Latest datapoints missing in graph

Asked by Zdeněk Pižl

Greetings,

 I am facing strange behaviour of Graphite infrastructure - there are latest datapoints missing from graphs.

My infrastructure contains:
a) 1x dedicated graphite-web for unique access point for any dashboard tool
b) 2x relay hosts running carbon-relay only
c) 2x storage hosts running carbon-cache (and graphite-web) only

The intention of this deployment design is as follows:

- any node sends datapoints metrics to one from defined relay hosts,
- this relay hosts know about all (currently 2) storage nodes and using consistent-hashing distributes datapoints among them,
- storage node with 'MAX_UPDATES_PER_SECOND = 50' and 'MAX_CACHE_SIZE = inf' saves datapoints to whisper database

The issue I am facing is that mostly in each graph there are missing latest datapoints from some metrics. But after some time and multiple reloads of graph (probably after saving those missing datapoint to whisper finally) those datapoints have appeared, but again the new latest ones are missing, and so on ...

My dashboarding tool (Grafana) is asking the graphite-web node (a) which is aware of all carbon-cache (storage) nodes defined in CLUSTER_SERVERS directive of local-setings.py.

What could be the reason of missing data? I assume there should be at least datapoints from all metrics up to some time but not in spread for i.e. 5 minutes.

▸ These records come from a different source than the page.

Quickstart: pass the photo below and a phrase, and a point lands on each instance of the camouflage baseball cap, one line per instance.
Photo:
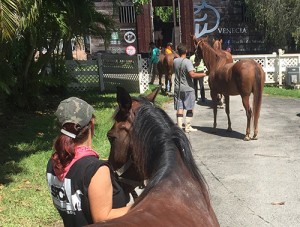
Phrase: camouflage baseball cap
(74, 110)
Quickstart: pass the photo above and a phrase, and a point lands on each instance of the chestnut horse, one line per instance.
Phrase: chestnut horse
(176, 193)
(217, 45)
(165, 67)
(241, 78)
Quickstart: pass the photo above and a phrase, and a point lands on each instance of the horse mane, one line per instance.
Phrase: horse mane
(157, 138)
(212, 59)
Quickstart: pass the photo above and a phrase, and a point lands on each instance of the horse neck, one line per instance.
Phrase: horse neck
(209, 57)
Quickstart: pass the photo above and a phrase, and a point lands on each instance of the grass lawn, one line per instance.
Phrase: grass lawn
(26, 142)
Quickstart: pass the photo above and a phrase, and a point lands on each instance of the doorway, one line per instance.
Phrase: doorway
(165, 23)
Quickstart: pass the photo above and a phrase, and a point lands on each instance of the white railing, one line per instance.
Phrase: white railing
(274, 64)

Thank you for your ideas and help, regards .zp.

Question information

Language:
English Edit question
Status:
Expired
For:
Graphite Edit question
Assignee:
No assignee Edit question
Last query:
Last reply:
Revision history for this message
Nitin (nitinpasari) said :
#1

I think that's because those points aren't written to the whisper files yet. I had a similar situation where I couldn't see the most recent points and there were still in memory. If you look at the metric - carbon.agents.[agent-name].cache.size. It might be huge if the datapoints are lagging by so much.

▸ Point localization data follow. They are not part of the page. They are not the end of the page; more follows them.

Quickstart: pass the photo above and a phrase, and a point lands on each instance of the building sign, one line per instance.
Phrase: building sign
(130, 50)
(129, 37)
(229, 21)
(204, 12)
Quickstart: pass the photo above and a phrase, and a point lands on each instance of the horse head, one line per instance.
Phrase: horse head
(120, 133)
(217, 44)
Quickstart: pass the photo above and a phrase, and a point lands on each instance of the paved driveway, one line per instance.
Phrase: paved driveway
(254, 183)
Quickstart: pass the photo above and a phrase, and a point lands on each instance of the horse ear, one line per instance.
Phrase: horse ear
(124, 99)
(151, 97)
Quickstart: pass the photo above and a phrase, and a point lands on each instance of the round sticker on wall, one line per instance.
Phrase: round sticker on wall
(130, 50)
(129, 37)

Now, if I remember correctly, I looked at the code and the documentation when this happened to me, and it seems the web-app tries to look up the cache as well when query for datapoints but obviously it wasn't for me or maybe I had my configuration wrong somewhere.

I am suspecting you are having the same issue. Try to check the cache size of the carbon agents and see if that makes sense?

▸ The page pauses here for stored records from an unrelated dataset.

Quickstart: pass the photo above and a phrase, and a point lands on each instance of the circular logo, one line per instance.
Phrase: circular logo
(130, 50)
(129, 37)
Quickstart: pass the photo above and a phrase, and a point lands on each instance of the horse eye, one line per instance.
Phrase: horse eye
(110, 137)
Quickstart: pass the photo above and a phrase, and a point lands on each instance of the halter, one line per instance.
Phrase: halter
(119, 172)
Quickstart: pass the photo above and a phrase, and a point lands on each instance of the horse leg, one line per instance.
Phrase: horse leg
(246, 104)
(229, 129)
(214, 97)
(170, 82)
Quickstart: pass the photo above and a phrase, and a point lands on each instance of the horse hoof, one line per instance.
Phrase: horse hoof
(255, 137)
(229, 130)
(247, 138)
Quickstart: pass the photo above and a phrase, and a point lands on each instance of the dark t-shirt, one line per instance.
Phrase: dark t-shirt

Revision history for this message
Launchpad Janitor (janitor) said :
#2

This question was expired because it remained in the 'Open' state without activity for the last 15 days.

Revision history for this message
Zdeněk Pižl (zdenek-pizl) said :
#3

Well, all this issue were caused by misconfiguration of graphite-web. There was wrong prefix in WHISPER_DIR so any query to cache missed datapoint there. Therefore only datapoints from cache were missing ...